Step 6: Model Tuning#
Once we have a good model, we perform hyperparameter tuning using techniques like Grid Search or Random Search.
from sklearn.model_selection import GridSearchCV
# Hyperparameter grid for XGBoost
param_grid = {
'n_estimators': [100, 200],
'max_depth': [3, 4, 5],
'learning_rate': [0.01, 0.1]
}
# Perform grid search
grid_search = GridSearchCV(estimator=xgb, param_grid=param_grid, cv=5, scoring='roc_auc', verbose=1)
grid_search.fit(X_train, y_train)
# Best parameters
print(grid_search.best_params_)
Fitting 5 folds for each of 12 candidates, totalling 60 fits
{'learning_rate': 0.01, 'max_depth': 5, 'n_estimators': 200}
Step 7: Handling Imbalanced Data#
Since churn is likely an imbalanced problem, we can address this by:
Oversampling the minority class (using SMOTE):
from imblearn.over_sampling import SMOTE
sm = SMOTE(random_state=42)
X_train_smote, y_train_smote = sm.fit_resample(X_train, y_train)
xgb = XGBClassifier()
xgb.fit(X_train_smote, y_train_smote)
xgb_pred_s = xgb.predict(X_test)
print(f"XGBoost ROC-AUC: {roc_auc_score(y_test, xgb_pred_s)}")
XGBoost ROC-AUC: 0.7482454687548522
Class weighting (in RandomForestClassifier or XGBoost):
rf = RandomForestClassifier(class_weight='balanced')
xgb = XGBClassifier(scale_pos_weight=(sum(y_train == 0) / sum(y_train == 1))) # For imbalanced datasets
xgb.fit(X_train, y_train)
xgb_pred_w = xgb.predict(X_test)
print(f"XGBoost ROC-AUC: {roc_auc_score(y_test, xgb_pred_w)}")
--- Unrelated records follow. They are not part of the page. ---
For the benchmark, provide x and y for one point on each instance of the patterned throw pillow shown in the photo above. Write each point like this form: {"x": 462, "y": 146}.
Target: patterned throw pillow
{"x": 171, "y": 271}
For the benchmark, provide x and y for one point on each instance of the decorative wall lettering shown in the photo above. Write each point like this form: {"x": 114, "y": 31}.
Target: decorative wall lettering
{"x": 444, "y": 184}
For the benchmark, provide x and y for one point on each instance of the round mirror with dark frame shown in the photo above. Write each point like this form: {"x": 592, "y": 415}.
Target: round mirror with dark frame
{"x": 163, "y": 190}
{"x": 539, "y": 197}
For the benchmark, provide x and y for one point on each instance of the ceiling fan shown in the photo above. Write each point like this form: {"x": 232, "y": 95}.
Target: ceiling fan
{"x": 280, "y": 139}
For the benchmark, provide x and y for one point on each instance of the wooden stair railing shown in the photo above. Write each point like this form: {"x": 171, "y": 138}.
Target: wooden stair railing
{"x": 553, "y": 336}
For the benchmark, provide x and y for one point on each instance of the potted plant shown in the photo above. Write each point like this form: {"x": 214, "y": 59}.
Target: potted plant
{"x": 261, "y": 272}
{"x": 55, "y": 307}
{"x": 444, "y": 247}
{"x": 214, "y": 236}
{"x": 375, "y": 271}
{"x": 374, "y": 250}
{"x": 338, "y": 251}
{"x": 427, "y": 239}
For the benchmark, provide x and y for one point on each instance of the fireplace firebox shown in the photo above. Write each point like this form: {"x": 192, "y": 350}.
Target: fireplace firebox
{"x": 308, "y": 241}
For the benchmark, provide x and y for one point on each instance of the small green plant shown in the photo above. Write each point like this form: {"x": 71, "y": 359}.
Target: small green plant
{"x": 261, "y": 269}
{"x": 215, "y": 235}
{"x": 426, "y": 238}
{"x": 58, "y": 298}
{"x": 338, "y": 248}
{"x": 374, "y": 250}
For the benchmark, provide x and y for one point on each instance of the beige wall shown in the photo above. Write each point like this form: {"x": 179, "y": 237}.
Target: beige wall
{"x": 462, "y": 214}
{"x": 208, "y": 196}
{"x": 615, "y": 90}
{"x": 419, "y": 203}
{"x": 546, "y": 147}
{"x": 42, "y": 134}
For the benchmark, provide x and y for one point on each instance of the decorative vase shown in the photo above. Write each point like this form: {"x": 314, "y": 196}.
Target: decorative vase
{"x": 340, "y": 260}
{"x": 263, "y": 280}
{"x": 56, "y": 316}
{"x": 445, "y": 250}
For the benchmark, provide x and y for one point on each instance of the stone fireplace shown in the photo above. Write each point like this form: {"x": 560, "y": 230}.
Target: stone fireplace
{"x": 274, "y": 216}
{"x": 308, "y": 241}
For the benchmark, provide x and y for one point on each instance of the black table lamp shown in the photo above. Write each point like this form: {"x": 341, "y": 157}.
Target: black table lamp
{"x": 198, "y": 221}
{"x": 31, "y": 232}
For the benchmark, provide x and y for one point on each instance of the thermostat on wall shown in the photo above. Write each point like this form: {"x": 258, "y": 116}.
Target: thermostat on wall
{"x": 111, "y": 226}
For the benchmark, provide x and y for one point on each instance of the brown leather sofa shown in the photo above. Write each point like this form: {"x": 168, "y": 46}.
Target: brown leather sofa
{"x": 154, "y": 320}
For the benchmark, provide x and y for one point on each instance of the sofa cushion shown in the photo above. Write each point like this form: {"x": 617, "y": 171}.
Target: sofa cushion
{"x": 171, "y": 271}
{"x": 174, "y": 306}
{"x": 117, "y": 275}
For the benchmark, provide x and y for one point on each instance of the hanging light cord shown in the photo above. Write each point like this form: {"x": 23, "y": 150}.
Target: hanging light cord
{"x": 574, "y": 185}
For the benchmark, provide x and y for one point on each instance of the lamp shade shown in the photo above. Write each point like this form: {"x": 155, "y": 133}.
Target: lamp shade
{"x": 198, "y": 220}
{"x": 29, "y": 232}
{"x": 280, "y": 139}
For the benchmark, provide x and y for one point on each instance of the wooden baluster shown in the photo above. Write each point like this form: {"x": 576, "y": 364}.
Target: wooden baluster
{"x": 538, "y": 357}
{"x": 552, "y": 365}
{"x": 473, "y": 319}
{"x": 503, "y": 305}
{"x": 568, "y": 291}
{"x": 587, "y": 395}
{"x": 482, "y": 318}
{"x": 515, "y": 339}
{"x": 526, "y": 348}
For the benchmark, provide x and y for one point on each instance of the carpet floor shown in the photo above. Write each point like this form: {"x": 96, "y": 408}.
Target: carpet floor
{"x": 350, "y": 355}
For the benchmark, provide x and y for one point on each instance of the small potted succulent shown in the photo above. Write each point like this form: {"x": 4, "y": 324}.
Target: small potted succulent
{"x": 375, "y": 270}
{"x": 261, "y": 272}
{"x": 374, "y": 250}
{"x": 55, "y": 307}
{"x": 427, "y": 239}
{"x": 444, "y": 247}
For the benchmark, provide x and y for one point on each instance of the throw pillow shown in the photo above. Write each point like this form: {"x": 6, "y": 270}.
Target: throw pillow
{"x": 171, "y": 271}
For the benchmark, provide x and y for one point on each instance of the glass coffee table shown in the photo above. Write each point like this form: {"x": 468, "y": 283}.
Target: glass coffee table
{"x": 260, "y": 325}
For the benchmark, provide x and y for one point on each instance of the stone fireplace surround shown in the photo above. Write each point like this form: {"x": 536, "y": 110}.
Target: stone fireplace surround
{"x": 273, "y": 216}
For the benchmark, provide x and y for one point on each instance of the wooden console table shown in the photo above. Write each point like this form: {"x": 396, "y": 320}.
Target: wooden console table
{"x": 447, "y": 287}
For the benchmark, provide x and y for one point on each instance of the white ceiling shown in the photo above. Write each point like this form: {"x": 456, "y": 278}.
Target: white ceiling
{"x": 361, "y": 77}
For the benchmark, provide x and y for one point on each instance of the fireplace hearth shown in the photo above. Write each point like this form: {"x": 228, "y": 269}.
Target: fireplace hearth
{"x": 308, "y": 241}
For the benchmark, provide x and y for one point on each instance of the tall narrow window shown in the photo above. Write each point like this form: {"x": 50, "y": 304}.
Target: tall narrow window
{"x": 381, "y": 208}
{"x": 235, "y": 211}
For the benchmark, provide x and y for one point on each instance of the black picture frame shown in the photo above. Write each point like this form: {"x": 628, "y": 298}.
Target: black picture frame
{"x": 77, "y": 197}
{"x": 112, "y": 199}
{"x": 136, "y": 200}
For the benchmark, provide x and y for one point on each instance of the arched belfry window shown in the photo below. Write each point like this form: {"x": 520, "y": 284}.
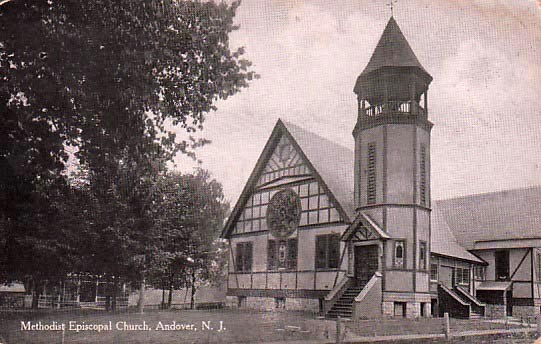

XGBoost ROC-AUC: 0.7476541554959786
Step 8: Model Deployment and Monitoring#
Once the model is trained and tested, we package it for deployment. Using a framework like Flask or FastAPI, we can serve the model predictions through an API.
from flask import Flask, request, jsonify
import pickle
# Load the trained model
with open('xgb_model.pkl', 'rb') as file:
model = pickle.load(file)
# Initialize Flask app
app = Flask(__name__)
@app.route('/predict', methods=['POST'])
def predict():
data = request.get_json(force=True)
prediction = model.predict([data['features']])
return jsonify({'prediction': int(prediction[0])})
if __name__ == '__main__':
app.run()
Finally, we monitor the model in production using key performance indicators (KPIs) such as accuracy drift or changes in the distribution of incoming data, ensuring the model continues to perform well.
Conclusion#
This pipeline outlines a complete approach for building a machine learning model, from data exploration to deployment. It demonstrates a real-world application that includes model tuning, handling imbalanced data, and ensuring deployment-ready code. This structure is typical of how a machine learning engineer would approach building a model end-to-end in a professional setting.